Les intentions et points de vue des photographes sont d’une grande richesse : ils font de la ville un motif central ou juste un décor, suivent leurs obsessions ou répondent à une commande, s’intéressent à l’architecture ou à l’espace urbain, à l’habitat ou aux commerces, aux habitants bien sûr qui l’animent. Les plus anciennes photographies de la Bourse de Commerce datent du Second Empire, les plus récentes ont été
prises après la Seconde Guerre mondiale, soit un champ historique d’une centaine d’années, durant lesquelles le bâtiment rond, la rue qui en fait le tour et plus largement le tissu urbain dans lequel il s’inscrit, ont été profondément transformés.

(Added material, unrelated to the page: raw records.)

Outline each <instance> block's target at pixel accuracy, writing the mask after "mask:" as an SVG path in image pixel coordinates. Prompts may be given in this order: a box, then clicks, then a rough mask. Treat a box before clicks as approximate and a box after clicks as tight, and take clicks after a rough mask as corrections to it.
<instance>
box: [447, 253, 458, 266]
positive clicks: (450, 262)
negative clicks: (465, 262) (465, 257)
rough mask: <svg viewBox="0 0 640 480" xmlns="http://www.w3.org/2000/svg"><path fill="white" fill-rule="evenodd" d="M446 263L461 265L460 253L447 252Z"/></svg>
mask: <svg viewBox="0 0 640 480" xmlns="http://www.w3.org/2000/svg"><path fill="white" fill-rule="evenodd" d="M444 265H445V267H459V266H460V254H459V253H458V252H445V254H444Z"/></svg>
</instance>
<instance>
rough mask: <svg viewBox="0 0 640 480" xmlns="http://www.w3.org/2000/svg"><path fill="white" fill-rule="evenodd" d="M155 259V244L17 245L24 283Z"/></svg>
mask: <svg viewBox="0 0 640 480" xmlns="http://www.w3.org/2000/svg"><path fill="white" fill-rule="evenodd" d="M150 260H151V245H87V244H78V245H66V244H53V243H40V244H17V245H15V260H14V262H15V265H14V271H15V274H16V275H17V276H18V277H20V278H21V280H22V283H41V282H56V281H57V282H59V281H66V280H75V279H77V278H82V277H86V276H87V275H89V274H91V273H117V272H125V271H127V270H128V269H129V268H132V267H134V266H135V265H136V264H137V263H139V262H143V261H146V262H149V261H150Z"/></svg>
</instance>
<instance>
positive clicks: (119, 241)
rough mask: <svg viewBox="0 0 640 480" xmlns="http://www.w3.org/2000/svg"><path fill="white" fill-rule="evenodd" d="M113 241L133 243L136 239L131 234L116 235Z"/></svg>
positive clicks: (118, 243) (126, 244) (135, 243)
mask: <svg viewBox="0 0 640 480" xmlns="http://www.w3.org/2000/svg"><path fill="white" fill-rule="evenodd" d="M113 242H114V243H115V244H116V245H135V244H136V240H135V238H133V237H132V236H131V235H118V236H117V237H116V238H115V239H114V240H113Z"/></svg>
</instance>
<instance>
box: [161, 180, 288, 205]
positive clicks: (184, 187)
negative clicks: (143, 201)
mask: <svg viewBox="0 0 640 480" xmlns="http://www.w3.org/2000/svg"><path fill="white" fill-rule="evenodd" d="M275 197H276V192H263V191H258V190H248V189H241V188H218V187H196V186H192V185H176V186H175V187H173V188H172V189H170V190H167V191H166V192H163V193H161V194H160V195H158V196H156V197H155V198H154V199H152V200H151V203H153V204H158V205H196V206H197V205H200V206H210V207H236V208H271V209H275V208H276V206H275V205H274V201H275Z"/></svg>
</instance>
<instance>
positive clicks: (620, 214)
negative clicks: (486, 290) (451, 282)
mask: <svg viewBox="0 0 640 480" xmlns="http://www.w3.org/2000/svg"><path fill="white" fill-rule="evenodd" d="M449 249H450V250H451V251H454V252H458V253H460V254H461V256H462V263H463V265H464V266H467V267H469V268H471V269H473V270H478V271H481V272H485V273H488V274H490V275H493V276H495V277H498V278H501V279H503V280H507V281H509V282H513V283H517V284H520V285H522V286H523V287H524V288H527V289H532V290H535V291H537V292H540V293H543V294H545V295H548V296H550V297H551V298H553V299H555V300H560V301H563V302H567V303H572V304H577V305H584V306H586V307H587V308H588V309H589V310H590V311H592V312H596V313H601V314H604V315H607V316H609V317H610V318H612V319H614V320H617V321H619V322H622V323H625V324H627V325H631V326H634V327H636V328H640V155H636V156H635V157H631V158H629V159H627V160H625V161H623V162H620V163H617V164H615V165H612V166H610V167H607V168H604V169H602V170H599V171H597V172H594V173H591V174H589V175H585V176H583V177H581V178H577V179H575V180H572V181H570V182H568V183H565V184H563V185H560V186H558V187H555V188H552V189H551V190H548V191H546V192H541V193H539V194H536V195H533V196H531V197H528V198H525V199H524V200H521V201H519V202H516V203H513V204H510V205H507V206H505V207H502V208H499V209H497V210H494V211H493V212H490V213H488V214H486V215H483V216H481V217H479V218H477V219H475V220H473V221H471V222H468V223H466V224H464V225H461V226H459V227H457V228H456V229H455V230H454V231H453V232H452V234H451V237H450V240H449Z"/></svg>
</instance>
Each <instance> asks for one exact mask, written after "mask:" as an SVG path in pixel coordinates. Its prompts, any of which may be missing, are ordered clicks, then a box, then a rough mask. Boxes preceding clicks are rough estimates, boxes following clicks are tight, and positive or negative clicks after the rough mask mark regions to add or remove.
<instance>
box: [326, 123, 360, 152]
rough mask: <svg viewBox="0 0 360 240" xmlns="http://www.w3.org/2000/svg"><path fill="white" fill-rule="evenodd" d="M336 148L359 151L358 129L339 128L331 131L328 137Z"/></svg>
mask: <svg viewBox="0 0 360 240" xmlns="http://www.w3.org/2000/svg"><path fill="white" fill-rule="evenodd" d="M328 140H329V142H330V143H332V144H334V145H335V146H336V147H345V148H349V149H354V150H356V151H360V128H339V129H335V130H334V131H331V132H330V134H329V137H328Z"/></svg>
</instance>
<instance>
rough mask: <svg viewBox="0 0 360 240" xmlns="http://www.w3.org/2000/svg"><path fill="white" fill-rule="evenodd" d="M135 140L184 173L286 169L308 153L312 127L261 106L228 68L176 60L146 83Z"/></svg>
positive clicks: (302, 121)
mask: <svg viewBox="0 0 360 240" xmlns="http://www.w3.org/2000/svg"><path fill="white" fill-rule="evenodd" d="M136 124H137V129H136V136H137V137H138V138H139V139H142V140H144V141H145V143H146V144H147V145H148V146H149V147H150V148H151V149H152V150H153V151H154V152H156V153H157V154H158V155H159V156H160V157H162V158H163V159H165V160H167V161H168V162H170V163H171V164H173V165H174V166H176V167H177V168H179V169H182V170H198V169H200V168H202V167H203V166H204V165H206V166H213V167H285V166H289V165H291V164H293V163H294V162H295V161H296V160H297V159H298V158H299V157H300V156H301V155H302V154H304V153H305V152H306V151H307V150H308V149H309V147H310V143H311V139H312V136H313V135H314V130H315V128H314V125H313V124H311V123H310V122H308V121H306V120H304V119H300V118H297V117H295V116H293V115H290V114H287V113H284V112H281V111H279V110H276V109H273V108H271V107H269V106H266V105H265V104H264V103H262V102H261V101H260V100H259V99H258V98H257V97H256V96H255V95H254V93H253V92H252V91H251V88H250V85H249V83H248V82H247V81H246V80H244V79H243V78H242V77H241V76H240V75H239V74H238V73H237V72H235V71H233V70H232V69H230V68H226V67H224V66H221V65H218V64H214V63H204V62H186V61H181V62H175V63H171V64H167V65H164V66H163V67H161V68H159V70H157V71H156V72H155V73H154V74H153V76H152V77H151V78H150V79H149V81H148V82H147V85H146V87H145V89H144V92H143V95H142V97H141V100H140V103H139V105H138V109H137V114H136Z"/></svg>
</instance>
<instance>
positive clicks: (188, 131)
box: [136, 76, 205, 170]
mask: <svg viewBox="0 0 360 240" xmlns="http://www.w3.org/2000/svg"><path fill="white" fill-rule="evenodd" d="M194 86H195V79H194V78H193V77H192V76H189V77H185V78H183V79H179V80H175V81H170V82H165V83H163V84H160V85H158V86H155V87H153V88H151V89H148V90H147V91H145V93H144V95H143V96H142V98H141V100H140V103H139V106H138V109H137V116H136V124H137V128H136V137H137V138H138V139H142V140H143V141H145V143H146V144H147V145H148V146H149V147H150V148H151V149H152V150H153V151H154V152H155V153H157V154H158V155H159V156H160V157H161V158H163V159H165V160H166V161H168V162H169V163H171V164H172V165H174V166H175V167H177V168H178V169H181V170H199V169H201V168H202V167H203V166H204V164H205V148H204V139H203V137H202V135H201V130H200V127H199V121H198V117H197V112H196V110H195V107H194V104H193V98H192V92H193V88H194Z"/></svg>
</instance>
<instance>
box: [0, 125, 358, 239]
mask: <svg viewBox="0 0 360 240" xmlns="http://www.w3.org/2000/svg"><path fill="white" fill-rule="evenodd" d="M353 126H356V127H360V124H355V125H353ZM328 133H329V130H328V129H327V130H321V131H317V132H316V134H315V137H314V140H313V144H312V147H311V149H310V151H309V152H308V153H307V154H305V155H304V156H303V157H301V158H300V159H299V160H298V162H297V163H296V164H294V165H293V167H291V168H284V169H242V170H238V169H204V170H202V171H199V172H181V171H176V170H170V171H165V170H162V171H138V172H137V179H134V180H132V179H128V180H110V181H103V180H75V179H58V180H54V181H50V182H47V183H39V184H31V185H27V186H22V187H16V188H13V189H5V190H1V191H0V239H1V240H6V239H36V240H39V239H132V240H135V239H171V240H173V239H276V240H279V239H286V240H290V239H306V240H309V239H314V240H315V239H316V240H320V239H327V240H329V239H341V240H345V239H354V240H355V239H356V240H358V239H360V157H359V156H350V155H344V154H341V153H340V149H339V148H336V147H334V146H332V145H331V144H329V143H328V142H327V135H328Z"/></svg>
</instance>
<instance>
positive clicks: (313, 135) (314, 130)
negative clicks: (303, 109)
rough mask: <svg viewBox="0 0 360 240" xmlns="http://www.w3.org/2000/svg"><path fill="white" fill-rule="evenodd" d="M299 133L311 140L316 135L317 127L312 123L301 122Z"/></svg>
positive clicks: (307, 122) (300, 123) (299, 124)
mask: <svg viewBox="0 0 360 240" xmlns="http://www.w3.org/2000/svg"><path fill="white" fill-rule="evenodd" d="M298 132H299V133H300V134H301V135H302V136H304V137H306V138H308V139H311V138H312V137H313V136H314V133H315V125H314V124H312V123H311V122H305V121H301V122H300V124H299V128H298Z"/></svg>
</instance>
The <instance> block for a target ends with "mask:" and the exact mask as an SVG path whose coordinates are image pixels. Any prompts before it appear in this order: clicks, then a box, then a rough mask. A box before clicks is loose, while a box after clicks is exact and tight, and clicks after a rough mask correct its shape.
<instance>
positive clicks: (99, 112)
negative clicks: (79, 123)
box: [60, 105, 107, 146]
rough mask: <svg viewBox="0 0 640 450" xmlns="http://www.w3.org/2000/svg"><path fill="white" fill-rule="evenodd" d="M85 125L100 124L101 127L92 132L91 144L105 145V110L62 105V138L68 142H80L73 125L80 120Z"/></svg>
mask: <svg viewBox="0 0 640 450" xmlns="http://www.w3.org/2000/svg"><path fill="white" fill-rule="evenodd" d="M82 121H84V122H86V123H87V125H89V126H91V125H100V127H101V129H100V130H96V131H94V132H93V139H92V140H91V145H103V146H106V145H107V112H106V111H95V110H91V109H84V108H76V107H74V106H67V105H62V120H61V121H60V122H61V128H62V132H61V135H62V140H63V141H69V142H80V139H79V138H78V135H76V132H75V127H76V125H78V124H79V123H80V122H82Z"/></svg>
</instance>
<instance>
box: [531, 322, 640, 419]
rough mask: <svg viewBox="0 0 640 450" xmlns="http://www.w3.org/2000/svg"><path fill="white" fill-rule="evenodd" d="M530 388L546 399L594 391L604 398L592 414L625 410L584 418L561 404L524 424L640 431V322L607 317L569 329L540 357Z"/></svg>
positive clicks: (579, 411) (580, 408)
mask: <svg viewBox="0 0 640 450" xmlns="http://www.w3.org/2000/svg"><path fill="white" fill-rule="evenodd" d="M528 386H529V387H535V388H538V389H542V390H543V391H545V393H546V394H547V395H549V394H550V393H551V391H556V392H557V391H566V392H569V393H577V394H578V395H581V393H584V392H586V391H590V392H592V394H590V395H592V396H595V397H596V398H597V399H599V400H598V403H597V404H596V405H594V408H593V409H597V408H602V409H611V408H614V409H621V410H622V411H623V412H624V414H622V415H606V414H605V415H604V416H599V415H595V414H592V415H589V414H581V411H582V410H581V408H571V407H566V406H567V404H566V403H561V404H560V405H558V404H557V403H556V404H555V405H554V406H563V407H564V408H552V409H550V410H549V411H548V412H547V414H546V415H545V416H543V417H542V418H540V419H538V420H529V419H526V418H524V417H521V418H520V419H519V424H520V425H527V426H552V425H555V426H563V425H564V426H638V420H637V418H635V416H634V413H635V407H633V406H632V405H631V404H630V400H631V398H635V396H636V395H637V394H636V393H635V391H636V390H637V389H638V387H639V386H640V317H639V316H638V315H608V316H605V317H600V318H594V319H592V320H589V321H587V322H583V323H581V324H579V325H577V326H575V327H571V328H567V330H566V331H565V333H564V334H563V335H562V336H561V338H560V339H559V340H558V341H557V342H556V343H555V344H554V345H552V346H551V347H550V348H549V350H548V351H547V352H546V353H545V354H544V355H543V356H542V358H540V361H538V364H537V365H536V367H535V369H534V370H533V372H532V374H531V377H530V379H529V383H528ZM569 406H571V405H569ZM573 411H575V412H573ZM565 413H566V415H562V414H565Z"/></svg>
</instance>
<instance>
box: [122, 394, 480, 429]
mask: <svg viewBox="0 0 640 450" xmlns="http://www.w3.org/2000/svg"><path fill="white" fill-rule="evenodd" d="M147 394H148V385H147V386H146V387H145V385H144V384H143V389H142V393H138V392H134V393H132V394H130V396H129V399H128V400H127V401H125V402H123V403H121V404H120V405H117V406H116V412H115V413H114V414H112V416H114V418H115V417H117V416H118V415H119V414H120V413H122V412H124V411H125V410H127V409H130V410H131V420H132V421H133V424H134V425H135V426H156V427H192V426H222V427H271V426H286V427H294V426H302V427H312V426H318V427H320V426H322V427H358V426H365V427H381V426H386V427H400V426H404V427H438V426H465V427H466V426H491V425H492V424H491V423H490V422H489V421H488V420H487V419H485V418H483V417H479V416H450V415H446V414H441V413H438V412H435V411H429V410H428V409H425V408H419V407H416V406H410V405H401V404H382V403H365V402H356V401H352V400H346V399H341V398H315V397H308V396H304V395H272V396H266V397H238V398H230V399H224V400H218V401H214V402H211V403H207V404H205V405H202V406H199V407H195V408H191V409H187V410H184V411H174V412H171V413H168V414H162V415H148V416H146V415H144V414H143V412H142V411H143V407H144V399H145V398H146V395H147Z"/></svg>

Il faut avoir ce contexte en tête pour apprécier les regards des photographes, qu’ils soient célèbres, méconnus ou anonymes, depuis Charles Marville (1813-1879) jusqu’à Roger Henrard (1900-1975), en passant par Eugène Atget (1857-1927), Henri Godefroy (1837-1913) et Pierre Emonts (ou P. Emonds, 1831-après 1912).

Partons des images que Charles Marville, réputé notamment pour son travail sur Paris et ses bouleversements, réalise entre 1865 et 1868. Lorsque le photographe inscrit la Halle au Blé dans son champ de vision, il répond à une commande du service municipal du Plan. Il ne cherche pas vraiment à photographier le bâtiment circulaire élevé par Nicolas Le Camus de Mézières, mais les six rues qui y convergent dans un dessin en étoile et débouchent toutes dans la rue de Viarmes qui encercle la Halle. Cette série prise autour de la Halle au Blé est remarquable par son systématisme (la série est un signe de la modernité) et par le fait que le bâtiment qui la motive et qui la soude est à peine visible au fond.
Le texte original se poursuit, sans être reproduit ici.